If students spend the entire semester losing their daily battle with the lure of the snooze button and end up attending very few lectures, they will get very little out of the class. Instead of learning gradually, lecture by lecture, and getting the full experience of the professor's presentation, they'll try to decipher notes and cram them into their brains when exams come, ensuring that they won't really learn anything at all.

Relying on online notes and skipping lectures also means students aren't getting what they paid for - or, more accurately, what their parents paid for, with their tuition. College students are just glorified consumers, and professors' lectures are the product they pay for. Sleeping through them and getting a shoddy substitute is like sleeping through any other service you pay for, like a Beastie Boys concert, and getting a list of the songs they played instead of the experience itself.

Besides the fact that online note taking sites enable uber-slacking, there's also the fact that supporting sites likes these is wrong, because they are based on a form of stealing. When students get paid for summarizing their professors' lectures, they are profiting off work that is not their own.

Professors spend years doing research and preparing original material to present in their lectures. Professors' lectures are their intellectual property, and students redistributing it and profiting off it are stealing that property.

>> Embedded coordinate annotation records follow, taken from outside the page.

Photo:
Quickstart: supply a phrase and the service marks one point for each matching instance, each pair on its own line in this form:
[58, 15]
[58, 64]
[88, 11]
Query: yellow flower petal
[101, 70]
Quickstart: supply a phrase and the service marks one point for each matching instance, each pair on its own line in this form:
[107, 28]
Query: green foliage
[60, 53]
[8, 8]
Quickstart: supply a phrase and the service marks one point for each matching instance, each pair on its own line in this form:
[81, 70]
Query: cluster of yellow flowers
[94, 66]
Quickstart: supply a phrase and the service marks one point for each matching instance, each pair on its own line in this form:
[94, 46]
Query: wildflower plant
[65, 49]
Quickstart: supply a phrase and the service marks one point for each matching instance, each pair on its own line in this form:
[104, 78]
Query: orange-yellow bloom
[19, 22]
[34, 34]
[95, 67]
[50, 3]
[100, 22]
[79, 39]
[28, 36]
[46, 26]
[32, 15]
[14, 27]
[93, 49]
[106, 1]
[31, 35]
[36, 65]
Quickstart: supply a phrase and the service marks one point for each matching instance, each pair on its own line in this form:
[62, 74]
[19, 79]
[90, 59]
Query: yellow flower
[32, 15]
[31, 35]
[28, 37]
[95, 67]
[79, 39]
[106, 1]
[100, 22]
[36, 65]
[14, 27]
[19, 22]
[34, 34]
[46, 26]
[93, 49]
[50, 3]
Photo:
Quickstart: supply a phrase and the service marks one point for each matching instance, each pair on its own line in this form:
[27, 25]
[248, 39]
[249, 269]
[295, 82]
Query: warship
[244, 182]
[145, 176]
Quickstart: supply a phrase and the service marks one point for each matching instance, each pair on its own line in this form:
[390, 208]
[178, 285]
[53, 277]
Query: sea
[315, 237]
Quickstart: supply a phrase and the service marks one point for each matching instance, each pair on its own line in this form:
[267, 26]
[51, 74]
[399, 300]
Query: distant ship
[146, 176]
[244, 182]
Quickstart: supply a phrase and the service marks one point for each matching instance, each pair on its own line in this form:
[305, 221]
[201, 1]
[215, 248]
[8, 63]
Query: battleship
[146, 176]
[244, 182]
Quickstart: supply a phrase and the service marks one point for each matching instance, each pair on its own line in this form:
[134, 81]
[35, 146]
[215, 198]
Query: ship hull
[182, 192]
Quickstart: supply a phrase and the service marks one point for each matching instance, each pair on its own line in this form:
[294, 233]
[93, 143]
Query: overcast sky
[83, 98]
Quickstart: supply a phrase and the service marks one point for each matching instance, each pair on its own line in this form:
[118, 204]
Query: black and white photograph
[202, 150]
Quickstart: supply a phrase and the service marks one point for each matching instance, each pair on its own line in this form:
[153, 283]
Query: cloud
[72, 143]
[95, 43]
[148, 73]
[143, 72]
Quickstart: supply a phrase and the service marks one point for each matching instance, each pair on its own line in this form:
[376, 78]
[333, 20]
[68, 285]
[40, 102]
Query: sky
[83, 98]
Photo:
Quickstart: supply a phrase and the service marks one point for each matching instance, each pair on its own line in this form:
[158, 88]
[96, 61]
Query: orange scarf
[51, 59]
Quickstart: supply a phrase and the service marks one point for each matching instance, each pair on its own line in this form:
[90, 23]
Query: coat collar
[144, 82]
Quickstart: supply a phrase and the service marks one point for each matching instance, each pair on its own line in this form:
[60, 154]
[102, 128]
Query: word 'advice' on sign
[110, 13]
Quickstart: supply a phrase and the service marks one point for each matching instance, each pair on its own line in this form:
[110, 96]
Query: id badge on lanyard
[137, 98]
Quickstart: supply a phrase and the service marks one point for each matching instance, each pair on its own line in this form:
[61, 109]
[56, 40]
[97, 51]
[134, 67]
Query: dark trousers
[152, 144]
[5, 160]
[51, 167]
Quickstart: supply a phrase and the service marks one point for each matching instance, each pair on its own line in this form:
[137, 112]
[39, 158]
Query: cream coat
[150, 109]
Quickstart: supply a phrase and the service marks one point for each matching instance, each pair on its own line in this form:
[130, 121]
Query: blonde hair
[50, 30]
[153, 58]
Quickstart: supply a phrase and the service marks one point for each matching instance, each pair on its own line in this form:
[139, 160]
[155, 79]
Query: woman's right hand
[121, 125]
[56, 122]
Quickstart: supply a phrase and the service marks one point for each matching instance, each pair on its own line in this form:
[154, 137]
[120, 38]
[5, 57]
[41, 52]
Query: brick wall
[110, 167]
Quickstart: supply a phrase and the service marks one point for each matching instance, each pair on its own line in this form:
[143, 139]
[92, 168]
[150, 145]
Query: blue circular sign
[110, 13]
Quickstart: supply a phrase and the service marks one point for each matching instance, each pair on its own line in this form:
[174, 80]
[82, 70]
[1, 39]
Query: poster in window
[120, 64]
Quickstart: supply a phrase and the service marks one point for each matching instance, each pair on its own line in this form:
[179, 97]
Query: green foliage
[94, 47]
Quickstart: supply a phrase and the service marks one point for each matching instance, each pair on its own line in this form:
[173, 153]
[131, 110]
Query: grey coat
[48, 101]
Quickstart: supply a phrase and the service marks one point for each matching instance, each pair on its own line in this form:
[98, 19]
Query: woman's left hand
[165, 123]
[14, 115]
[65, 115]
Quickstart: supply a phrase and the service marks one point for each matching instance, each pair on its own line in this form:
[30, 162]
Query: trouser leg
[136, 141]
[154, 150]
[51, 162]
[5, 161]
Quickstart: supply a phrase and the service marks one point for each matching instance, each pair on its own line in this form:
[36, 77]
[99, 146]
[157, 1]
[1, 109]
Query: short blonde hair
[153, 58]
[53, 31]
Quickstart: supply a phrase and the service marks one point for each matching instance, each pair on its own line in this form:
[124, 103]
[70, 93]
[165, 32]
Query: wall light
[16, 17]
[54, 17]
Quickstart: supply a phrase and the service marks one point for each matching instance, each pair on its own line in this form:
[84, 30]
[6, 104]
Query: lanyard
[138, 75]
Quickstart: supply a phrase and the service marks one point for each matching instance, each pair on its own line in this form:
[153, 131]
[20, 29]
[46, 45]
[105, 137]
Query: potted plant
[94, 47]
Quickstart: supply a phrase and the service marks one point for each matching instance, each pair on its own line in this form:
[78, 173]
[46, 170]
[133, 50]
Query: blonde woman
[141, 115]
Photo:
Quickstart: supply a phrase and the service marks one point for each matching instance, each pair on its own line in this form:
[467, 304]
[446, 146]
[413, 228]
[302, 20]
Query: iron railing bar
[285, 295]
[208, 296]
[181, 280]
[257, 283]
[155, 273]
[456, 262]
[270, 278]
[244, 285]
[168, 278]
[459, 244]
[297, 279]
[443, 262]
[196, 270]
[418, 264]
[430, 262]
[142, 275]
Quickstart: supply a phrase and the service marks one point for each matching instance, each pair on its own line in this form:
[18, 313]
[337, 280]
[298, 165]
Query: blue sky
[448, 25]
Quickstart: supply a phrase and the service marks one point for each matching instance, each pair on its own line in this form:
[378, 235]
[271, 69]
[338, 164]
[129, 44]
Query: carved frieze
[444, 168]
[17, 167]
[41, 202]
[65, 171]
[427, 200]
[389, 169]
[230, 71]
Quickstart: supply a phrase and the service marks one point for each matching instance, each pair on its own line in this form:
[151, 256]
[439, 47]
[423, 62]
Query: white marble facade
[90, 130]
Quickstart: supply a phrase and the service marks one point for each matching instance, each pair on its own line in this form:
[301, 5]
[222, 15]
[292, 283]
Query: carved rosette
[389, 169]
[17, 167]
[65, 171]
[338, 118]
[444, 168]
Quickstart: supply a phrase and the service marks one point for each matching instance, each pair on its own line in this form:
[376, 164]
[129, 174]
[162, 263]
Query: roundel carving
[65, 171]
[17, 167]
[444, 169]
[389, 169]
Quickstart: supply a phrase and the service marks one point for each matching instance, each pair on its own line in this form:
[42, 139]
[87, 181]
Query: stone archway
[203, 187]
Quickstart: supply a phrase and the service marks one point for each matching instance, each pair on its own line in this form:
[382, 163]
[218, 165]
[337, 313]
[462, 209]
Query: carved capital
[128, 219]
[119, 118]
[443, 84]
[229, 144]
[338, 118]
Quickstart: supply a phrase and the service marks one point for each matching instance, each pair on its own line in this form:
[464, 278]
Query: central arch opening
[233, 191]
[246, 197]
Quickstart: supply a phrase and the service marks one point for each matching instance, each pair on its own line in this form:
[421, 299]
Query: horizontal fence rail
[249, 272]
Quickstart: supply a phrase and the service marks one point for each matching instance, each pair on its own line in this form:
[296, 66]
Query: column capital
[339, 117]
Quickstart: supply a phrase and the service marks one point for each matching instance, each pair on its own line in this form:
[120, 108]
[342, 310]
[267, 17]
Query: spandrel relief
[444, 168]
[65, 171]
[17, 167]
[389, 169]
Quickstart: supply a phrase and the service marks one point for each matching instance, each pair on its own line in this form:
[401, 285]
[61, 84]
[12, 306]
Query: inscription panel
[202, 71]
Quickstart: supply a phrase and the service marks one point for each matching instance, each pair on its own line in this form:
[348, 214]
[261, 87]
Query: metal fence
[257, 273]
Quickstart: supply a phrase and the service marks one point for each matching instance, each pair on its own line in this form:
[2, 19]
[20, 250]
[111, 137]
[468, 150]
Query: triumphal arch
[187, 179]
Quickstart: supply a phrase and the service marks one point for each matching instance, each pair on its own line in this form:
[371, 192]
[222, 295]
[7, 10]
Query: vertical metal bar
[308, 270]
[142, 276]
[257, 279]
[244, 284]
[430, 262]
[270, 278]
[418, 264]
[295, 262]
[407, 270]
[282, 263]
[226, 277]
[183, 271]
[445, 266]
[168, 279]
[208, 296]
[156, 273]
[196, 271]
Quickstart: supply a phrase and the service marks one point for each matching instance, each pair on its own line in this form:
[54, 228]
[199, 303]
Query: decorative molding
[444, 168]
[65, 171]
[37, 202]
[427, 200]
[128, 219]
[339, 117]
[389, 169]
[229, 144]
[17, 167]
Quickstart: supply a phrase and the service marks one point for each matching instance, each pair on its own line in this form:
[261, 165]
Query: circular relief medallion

Online note companies make sure their services are not technically illegal. Legally, the companies are in the clear because copyright laws usually apply only to works in a fixed form, so professors' spoken lectures are not necessarily protected by copyright laws.

Ethically, however, selling notes to these companies and supporting them through visiting their sites is clearly wrong. Profiting off professors' work signals a lack of respect for them and the time they put into research and preparation. It also undermines the University's community of trust, which is standing on shaky legs in the first place.

It could also lead to longer term negative consequences. If University students get in the habit of using online notes, the school becomes a less attractive place for professors. Professors will have little incentive to put time and effort into lectures if their work is just going to be published by others. Also, they will not feel teaching at the University if a lot of students are relying on online notes and note even bothering to come to class.

A university is only as good as its professors. If the good professors leave, the quality of the institution will decline, and the quality of a University degree declines along with it.

Though Versity.com has disappeared, there still are plenty of sites like it, such as studentu.com and allstudents.com, that have notes from University classes on them.

Some other institutions have policies to deter students from selling notes to online companies. Harvard University students who sell lecture notes to online companies may be asked to withdraw. Iowa State University recently prohibited students from selling notes to companies like Versity.com without first getting permission from the professor of the class. Students caught selling notes without permission could face expulsion. The University should set up some consequences for students who sell notes to online note taking sites, so that Versity.com will not be the last one to disappear.

(Laura Sahramaa's column appears Fridays in The Cavalier Daily.)